The old man was sitting on the same wooden bench where she’d seen him last. He stood when she stopped her car and hobbled out to her, greeting her in Navajo and adding the word for “friend.” He motioned her to the side of the house. “Put your car there, where you saw my grandson’s truck. Get some shade from that tree by the corral.” She parked, grabbed her backpack, and walked to the porch.
“I like your hair fixed like that, the old way. It keeps the wind from stealing your thoughts. I used to wear my hair like that, too, back when I was young.” She wasn’t surprised; the hairstyle was part of the Navajo tradition.
She showed him the bag with the plums and the coffee. “These are for you, Mr. Tso. I thought you might enjoy them.”
“Ahéhee. Thank you.”
Then Bernie gave him the belt. He ran his hands over the fabric. “A nice one. Soft.” He started to hand it back to her, but she shook her head.
“It’s for you. You can wear this when your daughter takes you to that big food corral.”
He looked puzzled. “I don’t know about a place like that.”
“It’s in Gallup. You mentioned that you liked the Jell-O there.”
Mr. Tso shook his head. “Maybe the heat is bothering you. Come and sit with me.”
Bernie didn’t press the point. She took her place in the chair next to Mr. Tso’s bench and shared the view. They watched a pair of ravens soar against the deep blue sky.
“My grandson came earlier today to tell me he has a new job. The people who want to put up those mirrors hired him.” She sensed a grandfather’s pride, but something else in his voice as well. Concern?
“The solar company? That’s wonderful for him. Maybe you will see more of him now.”
But Mr. Tso shook his head. “They are the ones who gave me those lights down there.” He moved his head toward the side of the house where she had parked. “Go take a look. Then I will tell you more.”

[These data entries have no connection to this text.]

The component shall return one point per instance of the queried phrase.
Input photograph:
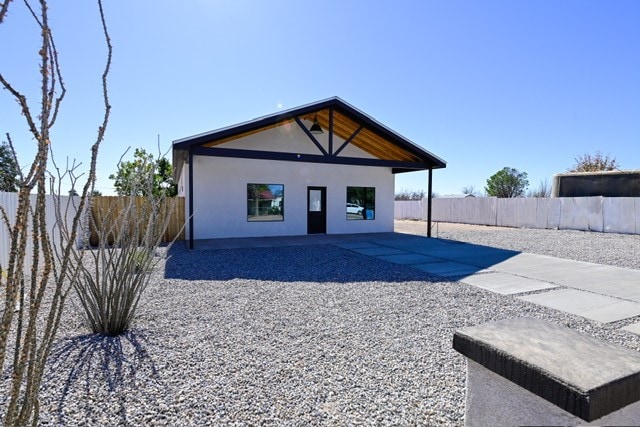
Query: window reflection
(361, 203)
(265, 202)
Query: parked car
(354, 209)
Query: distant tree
(8, 169)
(508, 182)
(410, 195)
(144, 176)
(470, 190)
(594, 163)
(543, 190)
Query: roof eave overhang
(427, 160)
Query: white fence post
(9, 202)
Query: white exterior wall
(220, 188)
(220, 196)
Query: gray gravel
(312, 335)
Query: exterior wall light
(315, 127)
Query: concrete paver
(634, 327)
(506, 284)
(596, 307)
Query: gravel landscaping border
(297, 336)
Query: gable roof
(334, 115)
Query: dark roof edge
(336, 102)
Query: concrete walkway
(597, 292)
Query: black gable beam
(348, 141)
(310, 135)
(307, 158)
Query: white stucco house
(324, 167)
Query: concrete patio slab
(408, 258)
(506, 284)
(448, 269)
(356, 245)
(596, 307)
(379, 250)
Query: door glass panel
(315, 200)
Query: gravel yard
(306, 335)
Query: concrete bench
(528, 371)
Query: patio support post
(429, 197)
(331, 131)
(190, 198)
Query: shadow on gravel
(313, 263)
(99, 368)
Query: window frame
(368, 202)
(256, 218)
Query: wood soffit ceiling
(343, 127)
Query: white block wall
(606, 214)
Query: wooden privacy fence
(113, 206)
(605, 214)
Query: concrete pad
(596, 307)
(604, 279)
(634, 327)
(378, 250)
(506, 284)
(448, 269)
(356, 245)
(409, 258)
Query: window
(265, 202)
(361, 203)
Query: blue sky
(482, 84)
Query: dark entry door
(316, 210)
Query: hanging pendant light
(315, 127)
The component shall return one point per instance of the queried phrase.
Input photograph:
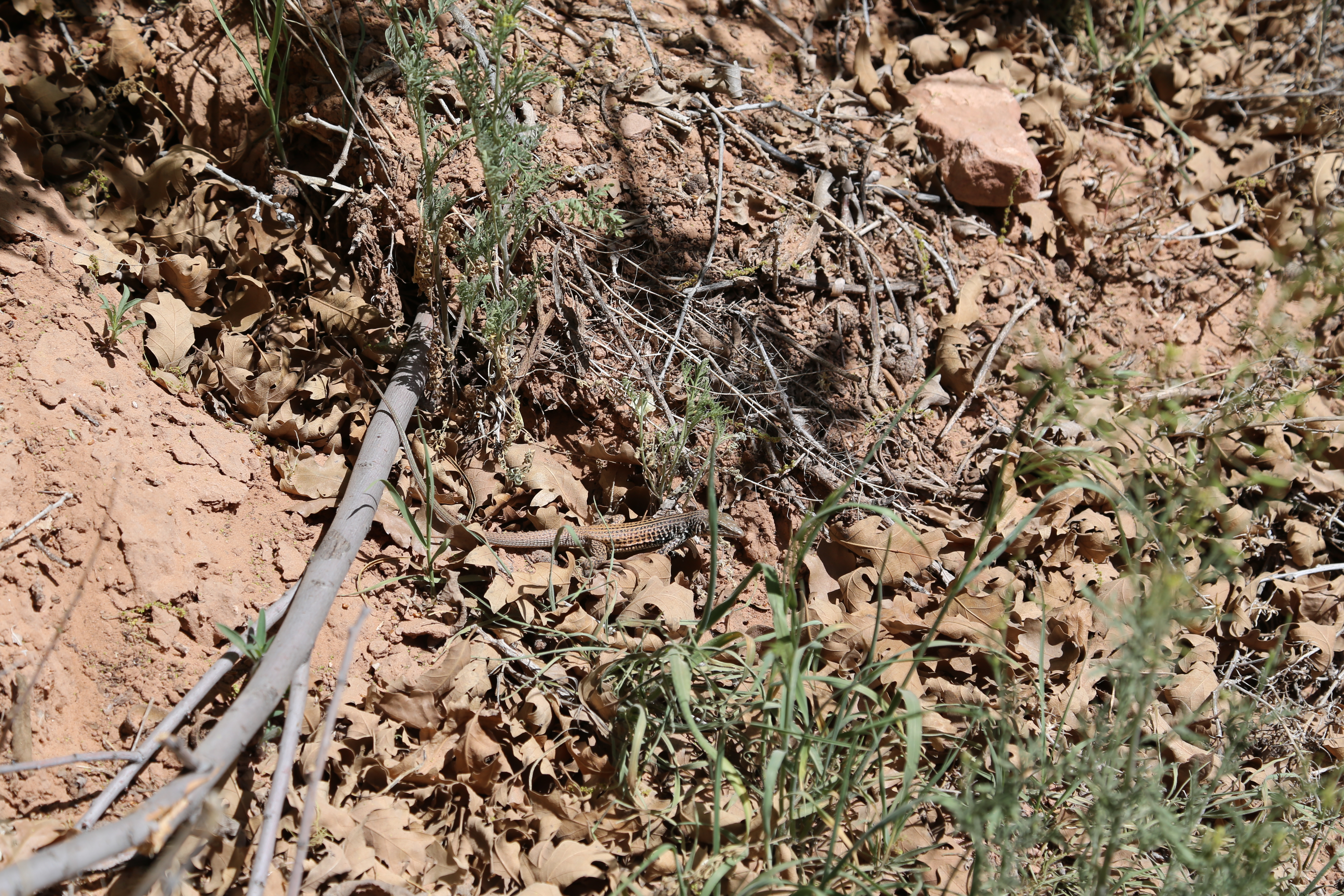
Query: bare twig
(153, 824)
(644, 40)
(1205, 316)
(280, 781)
(315, 774)
(568, 31)
(52, 557)
(41, 514)
(177, 716)
(986, 366)
(144, 718)
(714, 242)
(574, 702)
(837, 369)
(780, 23)
(108, 756)
(794, 420)
(607, 311)
(281, 215)
(21, 700)
(874, 330)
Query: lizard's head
(729, 527)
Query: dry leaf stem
(714, 240)
(607, 311)
(986, 366)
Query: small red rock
(568, 139)
(975, 134)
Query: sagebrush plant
(753, 754)
(116, 315)
(664, 452)
(253, 643)
(494, 248)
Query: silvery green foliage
(495, 244)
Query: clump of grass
(756, 754)
(271, 76)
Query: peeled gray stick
(280, 782)
(154, 824)
(175, 718)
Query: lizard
(662, 534)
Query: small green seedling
(253, 644)
(117, 323)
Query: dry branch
(198, 695)
(154, 824)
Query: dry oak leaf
(385, 824)
(572, 862)
(480, 758)
(173, 336)
(413, 709)
(897, 551)
(674, 604)
(189, 275)
(552, 477)
(529, 584)
(968, 301)
(127, 49)
(1190, 691)
(1326, 177)
(248, 303)
(541, 890)
(931, 52)
(1304, 542)
(322, 476)
(953, 351)
(168, 177)
(1323, 637)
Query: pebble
(635, 126)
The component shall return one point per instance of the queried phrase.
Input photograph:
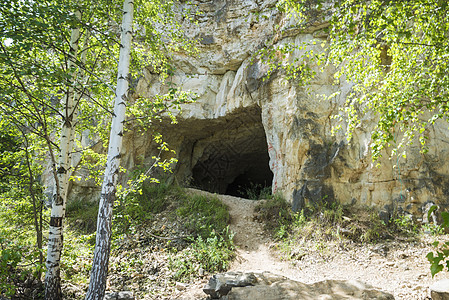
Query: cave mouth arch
(234, 159)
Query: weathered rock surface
(440, 290)
(267, 286)
(244, 128)
(119, 296)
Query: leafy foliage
(395, 54)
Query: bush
(212, 254)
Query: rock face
(440, 290)
(267, 286)
(248, 129)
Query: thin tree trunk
(55, 237)
(97, 285)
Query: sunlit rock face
(247, 128)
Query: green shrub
(203, 213)
(212, 254)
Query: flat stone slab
(440, 290)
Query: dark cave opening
(234, 160)
(252, 182)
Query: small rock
(440, 290)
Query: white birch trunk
(55, 237)
(97, 284)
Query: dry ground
(397, 267)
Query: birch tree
(55, 237)
(97, 284)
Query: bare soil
(398, 267)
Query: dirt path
(397, 267)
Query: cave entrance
(234, 159)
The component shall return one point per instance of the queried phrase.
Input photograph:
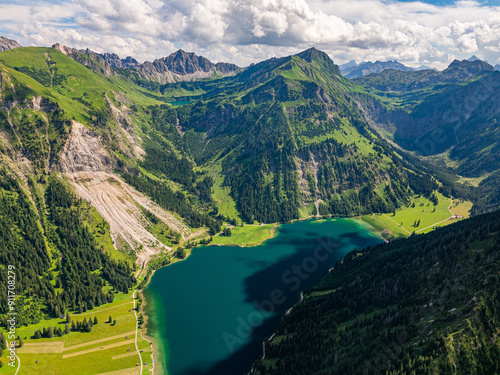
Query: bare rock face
(88, 58)
(83, 153)
(182, 66)
(179, 66)
(6, 44)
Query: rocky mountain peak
(466, 68)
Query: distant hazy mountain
(6, 44)
(455, 111)
(354, 70)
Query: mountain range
(355, 70)
(110, 165)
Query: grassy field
(100, 351)
(402, 223)
(247, 235)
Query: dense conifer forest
(424, 305)
(67, 269)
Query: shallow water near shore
(210, 313)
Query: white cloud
(250, 30)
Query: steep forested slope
(290, 139)
(425, 305)
(450, 117)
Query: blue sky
(245, 31)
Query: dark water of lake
(210, 313)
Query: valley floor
(109, 349)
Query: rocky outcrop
(352, 70)
(83, 152)
(88, 58)
(179, 66)
(182, 66)
(6, 44)
(114, 60)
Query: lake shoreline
(273, 233)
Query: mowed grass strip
(247, 235)
(96, 349)
(42, 347)
(122, 335)
(92, 363)
(402, 223)
(128, 354)
(126, 371)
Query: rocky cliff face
(351, 70)
(88, 58)
(114, 60)
(179, 66)
(182, 66)
(6, 44)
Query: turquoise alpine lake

She stepped off the porch and next to a chain saw and the red plastic gas can, she found a row of little lanterns mounted on long metal stakes with pointed ends. Each of the six had a flat dark rectangle on the top of a little box that was glass on all sides. They looked new.
She returned to Mr. Tso. “Those are interesting. Do they work?”
The old man frowned. “The one who wants to put those mirrors out there, he gave them to me. He and my grandson pushed them into the ground. When the sun went down, when the first stars could be seen, they turned themselves on.” He shifted on the bench. “No good. They make light when it should be dark.”
Bernie pictured the scene. She thought solar lights were an excellent idea, especially for a house without electricity.
“When I was a boy, we respected the darkness. We went to sleep when it got dark, got up when the sun rose. In the winter, the long nights gave us stories.”
A coyote yipped in the distance, joined by another. Then came barking dogs. Mr. Tso began talking about a pack of dogs that had killed his goat when he was a boy, a story he had told her the first time she visited. An old shotgun was propped by the bend on the porch. It reminded her of the gun her uncle had kept for creatures who threatened the sheep.
It was not uncommon on the Navajo reservation for feral dogs, perhaps interbred with coyotes, to attack livestock and even children. Perhaps, Bernie thought, even an old man. She understood why Mr. Tso’s daughter and grandson worried about him. “Those lights might help you see if a coyote or a dog pack is bothering your sheep. Maybe you should ask Aaron to put them by the corral.”
“Those are my daughter’s sheep. With the lights, the sheep couldn’t sleep.” Mr. Tso chuckled. “They would have to start counting people. Not enough people out here to make them sleepy.”
Bernie said, “Your daughter worries about you because of that burned car. I think that you know more about the burned car than you have told me. If you helped, maybe the police could find the one who burned the car, and your daughter wouldn’t worry so much.”
Mr. Tso stared out at Ship Rock. Finally he said, “Some evil things the police cannot help us with.”